The Congressional budget resolution calls for cutting Medicaid expenditures by $880 billion over 10 years. Medicaid is the primary payer of long-term care services in the United States, covering 5.6 million Americans for nursing home, home health and assisted living care. Due to the high cost, while only 6% of Medicaid enrollees are receiving long-term care services, they account for 34% of all Medicaid spending. As a result, such care will have to be a large target of any Medicaid cuts.
According to KFF, to make up the shortfall in the federal funding of Medicaid costs, states would have to raise their share of Medicaid spending by 29%. Since the federal contribution varies from state to state, this is an average. The federal share of Medicaid expenditures is as high as 59% in West Virginia and as low as 17% in Wyoming.

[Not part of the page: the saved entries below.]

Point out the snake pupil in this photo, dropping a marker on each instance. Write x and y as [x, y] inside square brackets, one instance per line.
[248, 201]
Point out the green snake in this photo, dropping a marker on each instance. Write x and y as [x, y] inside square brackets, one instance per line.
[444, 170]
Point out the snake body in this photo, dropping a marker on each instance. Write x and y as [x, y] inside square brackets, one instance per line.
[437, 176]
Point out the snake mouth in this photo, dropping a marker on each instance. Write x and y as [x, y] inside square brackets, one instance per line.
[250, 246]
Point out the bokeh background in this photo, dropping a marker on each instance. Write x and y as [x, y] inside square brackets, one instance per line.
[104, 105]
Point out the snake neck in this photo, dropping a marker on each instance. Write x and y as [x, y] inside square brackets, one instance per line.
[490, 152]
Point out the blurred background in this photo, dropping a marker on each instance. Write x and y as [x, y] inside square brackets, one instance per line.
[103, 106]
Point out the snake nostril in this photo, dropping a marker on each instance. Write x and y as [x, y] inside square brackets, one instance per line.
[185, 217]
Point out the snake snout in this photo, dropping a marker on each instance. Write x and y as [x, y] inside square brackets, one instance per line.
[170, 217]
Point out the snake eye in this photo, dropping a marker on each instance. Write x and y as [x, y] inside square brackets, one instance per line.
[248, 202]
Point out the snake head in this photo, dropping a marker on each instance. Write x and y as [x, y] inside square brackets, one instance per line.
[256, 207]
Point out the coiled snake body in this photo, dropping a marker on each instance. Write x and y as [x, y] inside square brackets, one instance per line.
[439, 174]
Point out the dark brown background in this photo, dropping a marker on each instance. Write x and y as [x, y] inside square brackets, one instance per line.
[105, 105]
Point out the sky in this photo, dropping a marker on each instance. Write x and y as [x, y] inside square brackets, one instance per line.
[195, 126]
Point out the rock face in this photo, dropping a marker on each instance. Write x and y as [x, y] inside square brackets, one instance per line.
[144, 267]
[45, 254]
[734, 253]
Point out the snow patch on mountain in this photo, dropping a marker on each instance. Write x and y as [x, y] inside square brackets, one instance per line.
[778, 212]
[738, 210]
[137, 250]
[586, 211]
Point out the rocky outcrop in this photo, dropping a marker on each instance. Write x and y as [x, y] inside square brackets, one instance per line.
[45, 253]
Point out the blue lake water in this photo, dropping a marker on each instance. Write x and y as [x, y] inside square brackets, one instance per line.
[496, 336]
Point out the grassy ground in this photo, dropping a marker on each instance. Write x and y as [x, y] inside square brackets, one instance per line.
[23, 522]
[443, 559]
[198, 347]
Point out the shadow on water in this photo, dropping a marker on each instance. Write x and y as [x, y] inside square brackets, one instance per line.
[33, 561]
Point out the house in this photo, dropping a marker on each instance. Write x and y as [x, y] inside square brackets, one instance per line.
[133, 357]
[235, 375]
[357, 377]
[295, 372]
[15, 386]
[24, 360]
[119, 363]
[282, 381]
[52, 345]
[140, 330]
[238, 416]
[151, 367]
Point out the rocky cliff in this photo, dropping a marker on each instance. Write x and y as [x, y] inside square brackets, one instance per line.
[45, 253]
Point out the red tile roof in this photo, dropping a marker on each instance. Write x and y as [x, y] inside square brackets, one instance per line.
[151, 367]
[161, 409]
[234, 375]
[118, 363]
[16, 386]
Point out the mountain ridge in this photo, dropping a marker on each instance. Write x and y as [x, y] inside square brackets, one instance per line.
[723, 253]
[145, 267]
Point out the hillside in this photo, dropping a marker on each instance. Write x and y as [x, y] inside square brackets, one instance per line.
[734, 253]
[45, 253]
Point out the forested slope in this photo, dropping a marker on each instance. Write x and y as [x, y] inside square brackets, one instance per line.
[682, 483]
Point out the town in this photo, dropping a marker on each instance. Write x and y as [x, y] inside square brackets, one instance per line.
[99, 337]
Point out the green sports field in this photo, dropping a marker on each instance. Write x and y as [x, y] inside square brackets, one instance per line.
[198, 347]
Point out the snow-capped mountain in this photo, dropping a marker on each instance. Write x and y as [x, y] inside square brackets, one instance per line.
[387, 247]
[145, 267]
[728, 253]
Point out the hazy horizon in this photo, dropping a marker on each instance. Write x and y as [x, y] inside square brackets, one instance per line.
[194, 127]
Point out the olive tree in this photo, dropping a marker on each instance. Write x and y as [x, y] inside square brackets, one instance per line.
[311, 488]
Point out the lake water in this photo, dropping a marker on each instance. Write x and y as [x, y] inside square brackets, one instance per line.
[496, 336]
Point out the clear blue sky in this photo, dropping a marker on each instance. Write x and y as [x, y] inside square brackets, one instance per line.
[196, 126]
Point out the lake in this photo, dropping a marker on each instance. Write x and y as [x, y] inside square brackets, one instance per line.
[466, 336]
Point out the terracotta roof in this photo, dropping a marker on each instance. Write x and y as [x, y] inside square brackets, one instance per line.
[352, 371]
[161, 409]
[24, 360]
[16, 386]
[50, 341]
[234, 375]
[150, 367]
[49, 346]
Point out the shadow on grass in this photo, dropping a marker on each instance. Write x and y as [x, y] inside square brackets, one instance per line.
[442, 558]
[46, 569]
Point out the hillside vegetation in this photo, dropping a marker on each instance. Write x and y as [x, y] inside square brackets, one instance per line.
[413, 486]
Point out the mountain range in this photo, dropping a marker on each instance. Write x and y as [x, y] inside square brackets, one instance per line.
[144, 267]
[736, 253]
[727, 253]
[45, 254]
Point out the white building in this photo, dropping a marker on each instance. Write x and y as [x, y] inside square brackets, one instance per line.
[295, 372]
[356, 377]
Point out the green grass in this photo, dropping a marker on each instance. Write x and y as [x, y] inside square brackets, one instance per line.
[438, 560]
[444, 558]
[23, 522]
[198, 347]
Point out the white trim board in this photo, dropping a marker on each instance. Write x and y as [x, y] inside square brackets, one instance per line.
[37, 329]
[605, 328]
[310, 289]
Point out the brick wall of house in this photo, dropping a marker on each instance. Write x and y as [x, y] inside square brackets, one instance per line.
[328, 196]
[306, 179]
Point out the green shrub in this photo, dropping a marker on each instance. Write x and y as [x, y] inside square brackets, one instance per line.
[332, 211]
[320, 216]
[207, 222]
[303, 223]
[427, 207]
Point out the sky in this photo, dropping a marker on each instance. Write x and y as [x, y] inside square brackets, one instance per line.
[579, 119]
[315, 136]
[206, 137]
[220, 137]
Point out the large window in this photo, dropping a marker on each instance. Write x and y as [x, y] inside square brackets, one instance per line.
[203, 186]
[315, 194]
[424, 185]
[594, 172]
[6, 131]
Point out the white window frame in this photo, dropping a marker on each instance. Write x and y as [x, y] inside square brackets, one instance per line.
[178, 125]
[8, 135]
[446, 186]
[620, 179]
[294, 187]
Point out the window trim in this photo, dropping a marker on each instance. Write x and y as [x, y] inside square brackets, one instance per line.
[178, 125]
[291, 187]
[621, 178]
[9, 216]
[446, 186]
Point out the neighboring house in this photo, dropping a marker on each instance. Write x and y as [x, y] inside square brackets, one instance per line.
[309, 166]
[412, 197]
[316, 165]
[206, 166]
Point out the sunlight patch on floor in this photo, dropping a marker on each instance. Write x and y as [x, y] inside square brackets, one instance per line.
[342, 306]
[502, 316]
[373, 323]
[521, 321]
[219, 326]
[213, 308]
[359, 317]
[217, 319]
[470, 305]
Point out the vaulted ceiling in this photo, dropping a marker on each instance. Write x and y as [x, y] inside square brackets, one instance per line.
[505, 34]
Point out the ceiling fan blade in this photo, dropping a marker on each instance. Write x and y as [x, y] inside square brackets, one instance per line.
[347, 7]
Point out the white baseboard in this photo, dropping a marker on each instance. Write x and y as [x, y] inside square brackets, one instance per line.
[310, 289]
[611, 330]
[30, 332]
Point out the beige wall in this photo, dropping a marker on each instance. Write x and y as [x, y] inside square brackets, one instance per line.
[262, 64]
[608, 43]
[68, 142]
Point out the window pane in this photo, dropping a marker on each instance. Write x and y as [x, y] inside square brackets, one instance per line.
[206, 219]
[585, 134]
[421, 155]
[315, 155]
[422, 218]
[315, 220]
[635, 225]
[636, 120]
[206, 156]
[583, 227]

The states can make up the shortfall by raising taxes, cutting expenditures for other services, restricting eligibility for Medicaid, limiting the services Medicaid covers, limiting reimbursement rates to providers, or a combination of several of these measures.
Block Grants?
While the Medicaid cuts are part of the Congressional budget resolution, we don’t know yet how they will be implemented. In his first administration, President Trump pushed block grants which would convert Medicaid from a program that reimburses the states for a portion of all Medicaid expenditures to specific dollar amounts, perhaps tied to inflation.
Part of the idea is that with cash grants and fewer rules on how the states spend the funds, they will be free to experiment and find savings without restricting eligibility or affecting the quality of care. Others are skeptical that this would work since Medicaid reimbursement rates, especially for nursing home care, are already so much lower than private pay or Medicare reimbursement rates.
Some block grant proposals tie the amount to the number of beneficiaries; some do not. This could become very important as the number of baby boomers likely to need long-term care starts exploding before the end of the 10-year life of the budget resolution. The oldest baby boomers will begin crossing the age-85 threshold, when the likelihood of needing assistance increases dramatically, in 2031 — just seven years from now. The U.S. Census Bureau projects that the number of Americans aged 85 and over will grow 60% over the next decade from 7 million today to 11.2 million in 2035.
Home Care on the Chopping Block?
While the budget cuts are prospective for now, the Trump administration has already closed the Administration for Community Living ACL, whose aim is to help seniors and others with disabilities live in the community. (As of this writing, the ACL website is still live and functioning.) Health and Human Services (HHS) has said that the functions of the ACL will be integrated into other HHS agencies. We’ll have to wait and see since the modus operandi of the Trump administration seems to be to cut first and perhaps pick up the pieces later.
Medicaid-funded home health care may be the easiest and most likely place for states to save money because they have more discretion over it than they do for nursing home coverage. This will likely result in more pressure on families to fill in the gap and more people moving to nursing homes when they can no longer afford the care they need to continue living in the community. According to researchers at the Center for Retirement Research at Boston College, families already provide the bulk of caregiving to seniors needing assistance.
In terms of saving money, restricting home health coverage could backfire since in the vast majority of cases Medicaid pays substantially more per beneficiary in nursing homes than for those receiving home health care.